Moreover, in the face of defense counsel's abject refusal of curative efforts, the trial judge did not wash his hands of the situation. Rather, while respecting defense counsel's decision to forego a mistrial, the trial judge pursued the option of a curative instruction. Although initially resistant, defense counsel ultimately stated her approval of the instruction given.

Courts are generally reluctant "to reverse on the grounds of plain error when no objection to a charge has been made," State v. Weeks, 107 N.J. 396, 410 (1987), because a party's failure to object to a jury instruction is presumed to reflect an assessment of the charge as unlikely to prejudice his or her case. See State v. Macon, 57 N.J. 325, 333-34 (1971). Again, we need not rely upon such an inference because defense counsel affirmatively declared the instruction was satisfactory.

Significantly, the trial judge delivered a comprehensive and forceful instruction in which he explained the statement read was not evidence and why it was not worthy of the jury's consideration.

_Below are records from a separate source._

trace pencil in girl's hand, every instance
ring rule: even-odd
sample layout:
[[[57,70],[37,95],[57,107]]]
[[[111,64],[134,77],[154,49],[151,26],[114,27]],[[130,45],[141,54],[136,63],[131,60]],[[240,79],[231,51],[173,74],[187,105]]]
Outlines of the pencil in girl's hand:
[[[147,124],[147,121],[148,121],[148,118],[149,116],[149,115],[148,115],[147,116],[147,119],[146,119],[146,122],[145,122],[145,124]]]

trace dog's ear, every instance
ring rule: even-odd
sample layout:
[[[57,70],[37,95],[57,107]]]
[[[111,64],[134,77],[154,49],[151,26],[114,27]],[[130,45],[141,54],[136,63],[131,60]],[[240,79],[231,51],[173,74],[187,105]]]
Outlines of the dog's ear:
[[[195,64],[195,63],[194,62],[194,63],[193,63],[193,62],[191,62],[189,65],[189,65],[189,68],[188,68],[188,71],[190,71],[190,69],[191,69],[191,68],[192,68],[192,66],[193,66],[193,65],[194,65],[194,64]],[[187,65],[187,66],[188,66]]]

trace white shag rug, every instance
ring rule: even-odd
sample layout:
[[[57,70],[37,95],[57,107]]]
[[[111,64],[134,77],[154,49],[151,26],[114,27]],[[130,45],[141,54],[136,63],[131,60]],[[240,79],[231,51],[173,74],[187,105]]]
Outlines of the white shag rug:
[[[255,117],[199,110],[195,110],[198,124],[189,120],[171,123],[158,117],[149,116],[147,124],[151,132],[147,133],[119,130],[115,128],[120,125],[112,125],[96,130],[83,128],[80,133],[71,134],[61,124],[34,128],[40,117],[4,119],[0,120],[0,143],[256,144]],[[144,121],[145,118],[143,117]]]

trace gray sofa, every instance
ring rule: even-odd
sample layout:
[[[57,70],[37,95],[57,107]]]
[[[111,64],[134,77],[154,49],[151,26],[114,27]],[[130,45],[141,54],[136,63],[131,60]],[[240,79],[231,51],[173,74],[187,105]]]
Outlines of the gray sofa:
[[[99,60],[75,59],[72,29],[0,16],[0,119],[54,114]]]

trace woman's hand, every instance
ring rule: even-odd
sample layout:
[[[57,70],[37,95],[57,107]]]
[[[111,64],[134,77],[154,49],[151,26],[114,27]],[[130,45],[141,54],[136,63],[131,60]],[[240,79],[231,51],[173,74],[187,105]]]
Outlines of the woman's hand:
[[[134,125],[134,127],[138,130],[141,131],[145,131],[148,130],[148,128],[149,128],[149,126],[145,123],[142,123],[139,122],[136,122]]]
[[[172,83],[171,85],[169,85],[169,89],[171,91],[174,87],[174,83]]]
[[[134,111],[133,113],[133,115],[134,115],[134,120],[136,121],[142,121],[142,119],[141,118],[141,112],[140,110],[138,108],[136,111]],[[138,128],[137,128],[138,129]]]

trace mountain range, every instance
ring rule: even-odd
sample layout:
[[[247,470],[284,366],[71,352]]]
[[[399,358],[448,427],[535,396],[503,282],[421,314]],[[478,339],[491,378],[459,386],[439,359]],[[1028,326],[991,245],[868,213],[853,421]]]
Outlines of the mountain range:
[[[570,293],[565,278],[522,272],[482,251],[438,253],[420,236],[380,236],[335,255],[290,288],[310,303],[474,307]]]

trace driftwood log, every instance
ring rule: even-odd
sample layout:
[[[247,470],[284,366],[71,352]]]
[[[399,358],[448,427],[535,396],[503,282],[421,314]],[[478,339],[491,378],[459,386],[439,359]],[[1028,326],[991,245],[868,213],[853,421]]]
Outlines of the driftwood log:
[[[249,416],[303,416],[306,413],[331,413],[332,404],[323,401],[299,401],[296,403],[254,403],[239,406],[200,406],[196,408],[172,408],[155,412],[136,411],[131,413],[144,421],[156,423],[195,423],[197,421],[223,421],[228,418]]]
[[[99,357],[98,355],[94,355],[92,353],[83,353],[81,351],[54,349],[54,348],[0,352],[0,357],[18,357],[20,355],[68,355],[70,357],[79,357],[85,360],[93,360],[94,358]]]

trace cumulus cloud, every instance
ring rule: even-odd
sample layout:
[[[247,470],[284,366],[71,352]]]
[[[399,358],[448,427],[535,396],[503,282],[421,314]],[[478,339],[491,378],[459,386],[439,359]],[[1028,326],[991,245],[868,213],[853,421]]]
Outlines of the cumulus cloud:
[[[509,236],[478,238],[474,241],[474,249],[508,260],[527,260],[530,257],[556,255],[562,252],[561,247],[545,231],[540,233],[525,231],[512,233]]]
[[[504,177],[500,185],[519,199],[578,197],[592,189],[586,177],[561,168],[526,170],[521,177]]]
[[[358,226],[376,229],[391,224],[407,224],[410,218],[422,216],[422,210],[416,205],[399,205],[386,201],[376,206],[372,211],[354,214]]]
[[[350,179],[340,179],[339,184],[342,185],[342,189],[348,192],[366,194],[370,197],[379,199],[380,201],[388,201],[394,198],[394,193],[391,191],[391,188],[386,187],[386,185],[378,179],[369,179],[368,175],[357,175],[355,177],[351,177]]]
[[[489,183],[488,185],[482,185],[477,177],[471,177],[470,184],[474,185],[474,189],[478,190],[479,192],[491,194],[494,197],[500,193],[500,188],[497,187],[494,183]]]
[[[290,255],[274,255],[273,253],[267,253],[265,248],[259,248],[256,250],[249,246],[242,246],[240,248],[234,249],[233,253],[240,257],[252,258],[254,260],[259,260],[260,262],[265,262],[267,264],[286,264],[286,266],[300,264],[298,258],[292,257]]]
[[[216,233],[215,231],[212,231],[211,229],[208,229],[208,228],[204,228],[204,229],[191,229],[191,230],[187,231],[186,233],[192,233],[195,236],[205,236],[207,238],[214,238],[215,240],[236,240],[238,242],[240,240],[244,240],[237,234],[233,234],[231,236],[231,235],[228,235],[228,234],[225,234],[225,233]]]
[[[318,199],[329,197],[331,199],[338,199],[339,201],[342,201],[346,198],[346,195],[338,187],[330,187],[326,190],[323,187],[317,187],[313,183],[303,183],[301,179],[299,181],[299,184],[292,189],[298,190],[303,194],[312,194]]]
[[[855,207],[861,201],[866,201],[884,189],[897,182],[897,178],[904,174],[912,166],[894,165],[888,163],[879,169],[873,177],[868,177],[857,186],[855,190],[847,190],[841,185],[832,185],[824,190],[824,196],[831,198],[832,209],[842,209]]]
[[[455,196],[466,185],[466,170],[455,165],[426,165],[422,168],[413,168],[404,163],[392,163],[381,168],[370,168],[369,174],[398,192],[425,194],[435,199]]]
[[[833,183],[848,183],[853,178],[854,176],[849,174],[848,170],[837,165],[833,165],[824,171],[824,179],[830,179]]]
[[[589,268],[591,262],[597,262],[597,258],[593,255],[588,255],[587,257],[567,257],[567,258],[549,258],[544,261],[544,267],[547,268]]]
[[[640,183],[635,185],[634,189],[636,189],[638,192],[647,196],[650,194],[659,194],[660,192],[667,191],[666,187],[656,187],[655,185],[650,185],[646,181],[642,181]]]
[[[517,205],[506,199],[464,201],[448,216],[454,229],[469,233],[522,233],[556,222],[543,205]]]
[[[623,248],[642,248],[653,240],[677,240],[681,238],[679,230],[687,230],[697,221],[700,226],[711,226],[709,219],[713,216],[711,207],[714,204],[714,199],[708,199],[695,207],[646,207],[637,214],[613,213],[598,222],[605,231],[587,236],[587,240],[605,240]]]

The effect of improperly admitted evidence can be eradicated by an immediate and strong curative instruction to the jury to disregard the evidence if the instruction is "firm, clear, and accomplished without delay." State v. Vallejo, 198 N.J. 122, 134 (2009); accord Winter, supra, 96 N.J. at 648. Here, the judge instructed the jury to disregard the statement entirely. The firmness and clarity of the instruction here is evident and, we note, was explicitly approved by defense counsel, who stated the "curative instruction is certainly satisfactory to the defense . . . ."11

Juries are presumed to understand and follow instructions. State v. Feaster, 156 N.J. 1, 65 (1998), cert. denied sub nom., Kenney v. N.J., 532 U.S. 932, 121 S. Ct. 1380, 149 L. Ed. 2d 306 (2001). Further, because "[t]he adequacy of a curative instruction necessarily focuses on the capacity of the offending evidence to lead to a verdict that could not otherwise be justly reached," Winter, supra, 96 N.J. at 647, we give considerable weight to the contemporaneous assessments of the court and defendant's attorney that the curative instruction satisfactorily met the challenge posed.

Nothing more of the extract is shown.